Sunday 24 September 2017

Comment: Leinster must learn lessons across the board from last year's disappointments

Leo Cullen hopes his men can kick-start their season against Dragons. Photo: SPORTSFILE
Leo Cullen hopes his men can kick-start their season against Dragons. Photo: SPORTSFILE

Victor Costello

While watching the pre-season friendlies you got the feeling once again that the future is very bright in Leinster.

Year-in, year-out, the academy keep pushing out talent in huge numbers for the senior management to pick from and this year is no different.

A new season fills the dressing-room with an air of opportunity and hope, the unavailability of the senior players and the lengthy injury list leaves the pre-season doors open for those aspiring to don the blue jersey for the first time in competitive games.

The fall-out from the 2015 World Cup for Ireland was Leinster's gain and in two seasons many of the province's newcomers are now seasoned internationals.

The numbers and volume of the production line are impressive and there is no doubt that the ambition and hunger is evident from the youth.

Leinster can rotate and rest players throughout the day-to-day business of the Guinness PRO14 and can rack up points in the comfortable environment of the RDS.

However, what we have learned from the last two seasons is that Leinster have clearly lost their killer instinct.

The excitement of watching the younger players coming through is coupled with the relief of there being less reliance on the senior guys, but herein lies the need for the right management of players.

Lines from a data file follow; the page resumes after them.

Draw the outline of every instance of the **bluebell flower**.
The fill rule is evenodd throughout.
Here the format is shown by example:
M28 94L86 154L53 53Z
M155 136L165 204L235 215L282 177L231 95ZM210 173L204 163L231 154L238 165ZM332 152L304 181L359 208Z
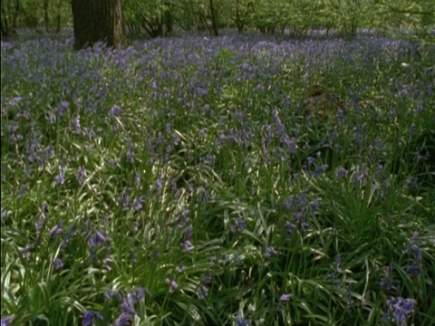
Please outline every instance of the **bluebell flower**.
M53 266L54 267L54 269L57 270L59 268L61 268L62 266L63 266L63 262L60 258L55 258L53 261Z
M237 317L235 321L237 326L249 326L249 321L245 318Z
M177 282L175 282L175 278L173 278L172 281L167 278L166 283L169 285L169 293L173 293L175 290L177 290L177 288L179 287L179 284L177 283Z
M208 289L204 284L200 284L197 290L197 294L199 300L205 300L208 296Z
M293 295L291 293L284 293L279 298L279 301L281 302L289 302L292 297L293 297Z
M65 181L65 170L63 168L61 169L61 172L56 177L54 183L56 186L62 185Z
M50 239L53 240L53 241L56 241L57 239L57 236L62 234L62 232L63 231L63 221L61 219L59 220L59 222L57 223L57 225L56 226L53 226L51 230L50 230Z
M134 306L132 302L130 300L127 300L125 298L122 301L122 303L121 304L121 311L123 313L128 313L128 314L130 314L131 316L134 316L134 314L136 313L134 311Z
M347 170L344 168L339 168L336 172L336 177L338 179L346 177Z
M79 183L79 185L82 185L83 183L84 177L85 177L84 168L80 167L79 171L77 172L77 182Z
M11 316L2 318L1 326L12 326L12 321L13 319Z
M276 250L275 250L274 247L268 246L268 247L266 248L265 256L266 256L266 257L270 257L270 256L276 255L278 253L276 252Z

After a long summer of rugby there has been some great team and individual success that unfortunately masked two vital losses for Leinster last season - to Clermont in the Champions Cup and the Scarlets in the semi-final of the PRO12.

We always knew that selection would be key for these two games but there was more to it than that. By the time the two games came around there had been many distractions; Lions and Irish selection, players returning from injury and the standard competition for places at the business end of the season.

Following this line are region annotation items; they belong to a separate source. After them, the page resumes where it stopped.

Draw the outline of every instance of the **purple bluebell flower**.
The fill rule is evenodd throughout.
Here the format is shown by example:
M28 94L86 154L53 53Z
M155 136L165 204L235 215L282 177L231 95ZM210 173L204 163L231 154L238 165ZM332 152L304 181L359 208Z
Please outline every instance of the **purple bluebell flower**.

The Leinster management must review where they went wrong in selection.

There is no doubt that some players went in over-confident to the Scarlets game on the back of the victory in the RDS four weeks before.

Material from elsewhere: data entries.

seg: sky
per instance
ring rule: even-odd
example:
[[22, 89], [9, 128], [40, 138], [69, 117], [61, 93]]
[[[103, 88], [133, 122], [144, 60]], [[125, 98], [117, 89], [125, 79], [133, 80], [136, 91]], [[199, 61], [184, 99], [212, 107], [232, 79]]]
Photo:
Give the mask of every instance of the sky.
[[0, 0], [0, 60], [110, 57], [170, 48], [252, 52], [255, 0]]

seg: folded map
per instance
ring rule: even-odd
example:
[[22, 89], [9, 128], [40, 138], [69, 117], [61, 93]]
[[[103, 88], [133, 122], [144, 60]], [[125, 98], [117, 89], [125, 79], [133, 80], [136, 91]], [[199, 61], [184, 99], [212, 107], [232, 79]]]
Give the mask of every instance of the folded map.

It was only natural for the selected Lions players to be wary of injury before the tour began but management also needed to be wary of players' needs and the deficiency at that period of the season.

Against Clermont, Leinster were disjointed and still managed to perform. The French maintained the respect for Leinster but they backed off in the second half.

Kicks and drop-outs went short and there was miscommunication between the players, leading to them not consistently playing together in the blue jersey.

These small margins will always cost you in the play-off games and the lessons learned at the end of last season cannot be forgotten this year.

Leinster have great strength in depth and the most important other ingredient this season will be experience. Not only experience in caps or age, but winning experience.

The youthful squad have time on their hands and there's always another year to get to a final. Unfortunately that's not the same for the senior players.

Idle talk of not needing the Kearney brothers or making Jamie Heaslip redundant is very brave during an average PRO12 game but when it comes to winning mentality, Leinster need to blend their proven winners into the match-day squad.

These older players are vital to the trophy pilgrimage and its up to the youth to prove otherwise.

This PRO14 season has been spiced up with the introduction of the South African contingent and the Champions Cup falls a little more in favour for Leo Cullen's side than it did last season.

With another season under his belt Cullen and his management team can start demanding results rather than performances.

For the most part, the sizeable Leinster squad will be utilised more than ever but the end game will hopefully be a lot different.